O capitalismo, os socialismos e o projeto do ecossocialismo

Uma das palavras mais difamadas na linguagem política neoliberal e capitalista é “socialismo”. Entende-se o porquê, pois ele comparece na história como um projeto alternativo à perversidade do capitalismo.
Alega-se que o socialismo nunca deu certo em nenhum lugar do mundo. Talvez uma das razões de manter o boicote à Cuba socialista por tantos anos da parte dos Estados Unidos se deva à vontade de mostrar ao mundo que o socialismo realmente não presta e não deve ser buscado como forma de organização da sociedade. E Obama teve que reconhecer que os EUA fracassaram. O capitalismo não é a única forma de organizar a produção e uma sociedade.
Mas é forçoso reconhecer que aquele socialismo nunca foi o socialismo pensado por seus teóricos, há três séculos. Na verdade, era um capitalismo do Estado autoritário.
Mas, se tomarmos como parâmetro critérios humanísticos, éticos e sociais mínimos, devemos reconhecer que o produtivismo, em geral, e o capitalismo também não deram certo. Como pode dar certo um sistema que se propõe um mesquinho ideal de enriquecimento ilimitado, sem qualquer consideração? Devastou e continua devastando ecossistemas inteiros, desflorestando grande parte da área verde do mundo, envenenando os solos, poluindo as águas, contaminando o ar, erodindo a biodiversidade na razão de 100 mil espécies de seres vivos por ano, destruindo a base físico-química que sustenta a vida e pondo em risco o futuro de nossa civilização, suscitando a imagem tétrica de uma Terra depredada e coberta de cadáveres e eventualmente sem nós como espécie humana.

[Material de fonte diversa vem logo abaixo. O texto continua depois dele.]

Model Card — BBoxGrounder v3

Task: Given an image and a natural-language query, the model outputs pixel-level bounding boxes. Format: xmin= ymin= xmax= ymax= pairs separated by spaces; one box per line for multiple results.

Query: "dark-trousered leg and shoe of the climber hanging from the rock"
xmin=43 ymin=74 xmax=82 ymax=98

Esse sistema serve bem apenas a cerca de 2 bilhões de pessoas, que se afogam no consumo suntuoso e no desperdício atroz. Ocorre que somos já mais de 7 bilhões de pessoas, das quais quase 1 bilhão vive na mais canina pobreza e miséria. Mais ainda: os cálculos foram feitos, se esse sistema quisesse universalizar o bem-estar dos países opulentos, precisaríamos de pelo menos três Terras iguais a esta.
Que sistema atenderá as necessidades fundamentais da humanidade carente? Não será o capitalismo, que traz logo duas injustiças: a social, com a riqueza de poucos e a pobreza de muitos, e a ecológica, com a devastação maciça da natureza.
Deixando de lado os vários tipos de socialismo, restringimo-nos ao ecossocialismo contemporâneo. Surgido nos anos 70, com Raymon Williams, James O’Connor, Manuel Sacristán e Michael Löwy, ele afasta-se dos socialismos anteriores e apresenta uma proposta radical que “almeja não só a transformação das relações de produção, do aparelho produtivo e do padrão de consumo dominante, mas, sobretudo, construir um novo tipo de civilização, em ruptura com os fundamentos da civilização capitalista/industrialista ocidental moderna”.
Os tópicos principais dessa proposta foram expostos no Manifesto Ecossocialista Internacional (2001), que deu origem à Rede Ecossocialista Internacional (2007). Na Declaração Ecossocialista de Belém (2007), se diz claramente: “A humanidade enfrenta hoje um escolha extrema: ecossocialismo ou barbárie…” Essa proposta se alinha ao que também propõe a Carta da Terra, aprovada e assumida pela Unesco em 2003.
Dentro de pouco, seremos todos ecossocialistas não por opção ideológica, mas por razões matemáticas: dispomos apenas de escassos bens naturais com os quais devemos atender a toda a comunidade de vida. Ou repartimos tais bens com um mínimo de equidade entre todos, ou não haverá uma Arca de Noé que nos salve. É vida ou morte.